4. Adequacy of Representation
The last question under the Circuit Court’s test is the adequacy of the federal
government’s representation of the State’s interest. Clearly, both governments have an
interest in seeing that the Plan Amendment is upheld. The State’s long acquiescence in
an arrangement in which the federal defendants pulled the oars is evidence that its
interest has been adequately represented by those defendants. On the other hand, the
Supreme Court has stated that this requirement of Rule 24(a) is met, “if the applicant
shows that representation of his interest ‘may be’ inadequate; and the burden of making
that showing should be treated as minimal.”18 This court is also bound to follow the
teachings of the Ninth Circuit, including the admonition that Rule 24(a) should be
interpreted broadly in favor of intervention expressed in Forest Conservation Council v.

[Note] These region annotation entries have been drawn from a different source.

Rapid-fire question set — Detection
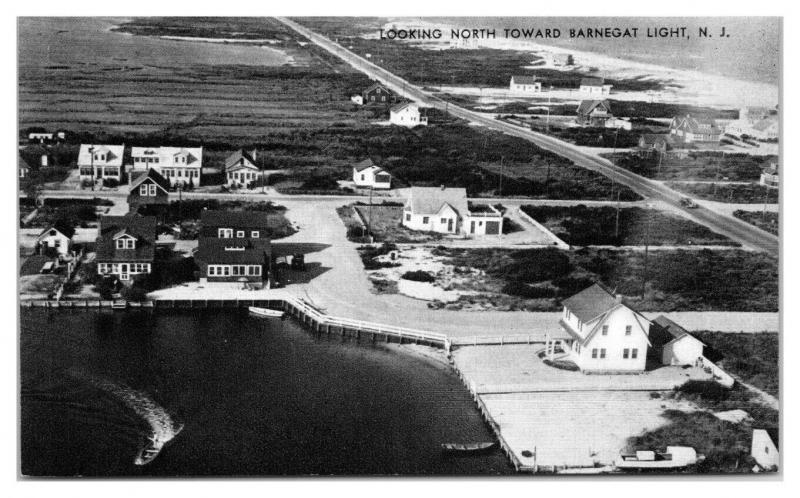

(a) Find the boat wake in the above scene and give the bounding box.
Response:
[75,378,183,465]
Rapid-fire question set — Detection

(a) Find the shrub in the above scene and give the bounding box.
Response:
[400,270,436,282]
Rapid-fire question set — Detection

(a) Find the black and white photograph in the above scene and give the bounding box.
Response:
[12,3,792,482]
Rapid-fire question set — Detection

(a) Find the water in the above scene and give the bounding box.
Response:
[20,309,512,476]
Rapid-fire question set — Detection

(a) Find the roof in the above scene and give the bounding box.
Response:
[581,77,605,86]
[195,237,272,265]
[200,209,276,230]
[561,284,619,323]
[130,168,169,193]
[78,144,125,166]
[225,149,257,169]
[578,100,611,114]
[511,75,536,85]
[652,315,703,344]
[37,221,75,239]
[407,187,469,216]
[353,158,376,172]
[96,214,156,262]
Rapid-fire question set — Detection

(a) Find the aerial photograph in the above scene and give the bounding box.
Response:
[17,16,783,474]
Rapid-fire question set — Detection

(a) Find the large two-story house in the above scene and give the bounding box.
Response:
[78,144,125,182]
[559,284,651,373]
[131,147,203,187]
[195,210,272,286]
[95,213,156,283]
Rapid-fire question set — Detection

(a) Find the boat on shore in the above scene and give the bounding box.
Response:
[614,446,705,470]
[252,306,284,318]
[442,441,497,453]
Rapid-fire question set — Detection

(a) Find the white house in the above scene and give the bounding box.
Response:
[389,102,428,128]
[548,284,650,373]
[131,147,203,187]
[401,187,503,236]
[578,78,613,95]
[509,75,542,93]
[649,315,705,365]
[36,226,75,257]
[353,159,392,190]
[78,144,125,181]
[750,429,781,470]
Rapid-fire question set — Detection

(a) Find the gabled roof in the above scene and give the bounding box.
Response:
[200,209,276,232]
[561,284,620,323]
[78,144,125,166]
[580,77,605,86]
[131,168,169,193]
[96,214,156,262]
[195,237,272,265]
[578,100,611,115]
[353,158,376,173]
[511,75,536,85]
[407,187,469,216]
[225,149,258,169]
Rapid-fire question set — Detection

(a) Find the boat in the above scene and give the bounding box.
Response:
[252,306,290,318]
[614,446,705,470]
[442,441,497,453]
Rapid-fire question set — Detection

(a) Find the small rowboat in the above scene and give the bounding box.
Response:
[252,306,290,318]
[442,442,496,453]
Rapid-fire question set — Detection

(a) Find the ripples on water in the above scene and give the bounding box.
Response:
[20,309,511,476]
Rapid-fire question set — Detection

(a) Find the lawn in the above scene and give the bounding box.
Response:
[437,248,779,312]
[604,152,777,182]
[733,209,780,235]
[522,205,738,246]
[667,182,778,204]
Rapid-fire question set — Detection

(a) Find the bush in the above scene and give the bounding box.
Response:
[400,270,436,282]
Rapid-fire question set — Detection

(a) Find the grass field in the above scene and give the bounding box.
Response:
[522,205,738,246]
[603,152,777,182]
[733,209,780,235]
[437,248,779,312]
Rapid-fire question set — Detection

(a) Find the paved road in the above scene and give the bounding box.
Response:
[277,17,780,256]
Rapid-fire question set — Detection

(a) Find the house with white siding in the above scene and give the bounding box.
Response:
[131,147,203,187]
[546,284,650,373]
[353,158,392,190]
[389,102,428,128]
[401,186,503,237]
[78,144,125,182]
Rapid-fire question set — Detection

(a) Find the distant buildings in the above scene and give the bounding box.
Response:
[128,169,170,210]
[401,187,503,236]
[95,213,156,283]
[509,76,542,93]
[758,163,780,188]
[78,144,125,182]
[575,100,632,130]
[195,210,272,286]
[669,114,722,144]
[131,147,203,187]
[389,102,428,128]
[725,107,780,141]
[578,78,613,96]
[546,284,650,373]
[361,83,396,104]
[353,159,392,190]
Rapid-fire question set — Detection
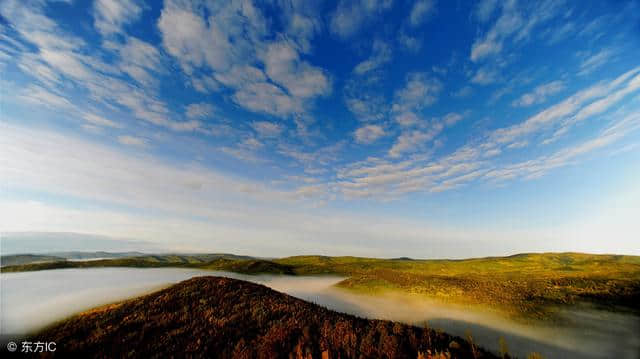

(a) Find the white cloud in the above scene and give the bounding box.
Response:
[389,130,439,158]
[452,86,473,98]
[512,80,565,107]
[106,36,164,86]
[264,41,331,99]
[251,121,284,137]
[353,125,386,144]
[392,72,442,113]
[409,0,435,27]
[476,0,498,22]
[82,112,123,128]
[344,76,389,121]
[329,0,393,38]
[118,135,147,147]
[578,49,614,76]
[491,67,640,143]
[93,0,142,36]
[471,66,499,85]
[398,31,422,52]
[470,0,562,62]
[186,102,215,118]
[353,39,392,75]
[158,0,331,117]
[18,85,75,111]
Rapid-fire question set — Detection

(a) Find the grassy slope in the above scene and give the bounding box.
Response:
[2,253,640,318]
[33,277,494,359]
[277,253,640,318]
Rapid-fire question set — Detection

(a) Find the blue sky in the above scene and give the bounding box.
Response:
[0,0,640,257]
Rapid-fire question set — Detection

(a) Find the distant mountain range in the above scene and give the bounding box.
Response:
[34,277,494,359]
[0,251,253,267]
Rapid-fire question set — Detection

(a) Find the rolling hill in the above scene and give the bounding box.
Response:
[34,277,494,359]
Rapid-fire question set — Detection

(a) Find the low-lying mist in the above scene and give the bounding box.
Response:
[0,268,640,359]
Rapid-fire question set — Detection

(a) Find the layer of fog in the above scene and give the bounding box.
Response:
[0,268,640,359]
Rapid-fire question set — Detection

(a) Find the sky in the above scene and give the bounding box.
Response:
[0,0,640,258]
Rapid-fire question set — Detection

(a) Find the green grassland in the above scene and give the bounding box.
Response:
[1,253,640,320]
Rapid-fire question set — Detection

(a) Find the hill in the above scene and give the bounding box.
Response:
[6,253,640,321]
[34,277,493,358]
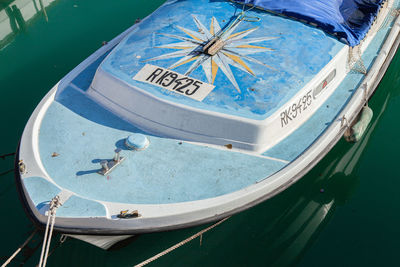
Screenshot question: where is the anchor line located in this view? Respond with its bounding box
[38,195,62,267]
[1,229,37,267]
[134,217,230,267]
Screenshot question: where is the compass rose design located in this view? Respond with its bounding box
[146,15,278,93]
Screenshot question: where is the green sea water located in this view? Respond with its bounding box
[0,0,400,266]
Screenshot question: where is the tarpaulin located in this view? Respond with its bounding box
[234,0,386,46]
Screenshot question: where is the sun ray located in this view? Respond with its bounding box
[211,59,218,84]
[177,26,207,42]
[211,17,221,35]
[224,49,276,70]
[213,54,241,93]
[201,57,212,83]
[235,45,274,51]
[154,42,198,49]
[143,50,199,62]
[229,37,279,45]
[192,15,213,40]
[226,27,258,41]
[169,56,199,70]
[160,33,203,45]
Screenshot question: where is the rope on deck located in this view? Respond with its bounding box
[135,217,230,267]
[1,229,37,267]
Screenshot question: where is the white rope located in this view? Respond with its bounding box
[1,230,37,267]
[38,196,61,267]
[134,217,230,267]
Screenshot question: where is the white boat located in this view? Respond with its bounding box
[16,0,400,251]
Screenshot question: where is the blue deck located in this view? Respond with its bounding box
[101,0,344,120]
[24,1,396,217]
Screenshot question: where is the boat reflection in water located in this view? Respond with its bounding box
[239,93,390,266]
[0,0,56,50]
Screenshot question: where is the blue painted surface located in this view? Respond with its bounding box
[24,1,394,217]
[263,18,389,161]
[57,196,107,217]
[39,87,285,204]
[101,0,344,120]
[22,177,61,210]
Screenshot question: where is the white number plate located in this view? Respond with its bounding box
[133,64,215,101]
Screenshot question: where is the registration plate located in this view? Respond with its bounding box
[133,64,215,101]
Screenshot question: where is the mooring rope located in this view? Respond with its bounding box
[134,217,230,267]
[38,196,61,267]
[1,229,37,267]
[0,152,15,159]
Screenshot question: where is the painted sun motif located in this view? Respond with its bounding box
[146,15,277,93]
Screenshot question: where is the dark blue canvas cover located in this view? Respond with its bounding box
[235,0,386,46]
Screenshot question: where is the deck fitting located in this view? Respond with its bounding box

U.S. Forest Service.19 There, the Ninth Circuit also explained that adequacy of
representation requires that an existing party “will undoubtedly make all the intervener’s
arguments.”20 Thus, in Forest Conservation Council, it was held that the State of
Arizona and Apache County should have been permitted to intervene in a case arising
under federal environmental statutes despite the fact that the defendant was the United
States Forest Service, which as an agency of the federal government would normally be
presumed to provide adequate representation. The court explained that because the
Forest Service would be focused on the adequacy of the federal decision making
process, the narrower and more parochial interests of the state and county in the
ultimate substantive decision about the management of National Forest lands was not
adequately represented.21 Similarly, here the federal defendants are interested in
upholding the integrity of the decision making process while the State of Alaska is
concerned with the substantive financial impact of the decision to invalidate the Plan
Amendment. The fourth factor also favors intervention.
Trbovich v. United Mine Workers of America, 404 U.S. 533, 538, n. 10 (1972).
66 F.3d 1489, 1493 (9th Cir. 1992).
Id. at 1499.
The requirements of Rule 24(a) have been met. The State of Alaska will be
permitted to intervene as of right. This renders it unnecessary to consider whether the
State is entitled to permissive intervention.
For the reasons above, the motion at docket 88 is GRANTED. The State of
Alaska is permitted to intervene in the appeal from this court’s judgment.
DATE at Anchorage, Alaska, this 21st day of February 2007.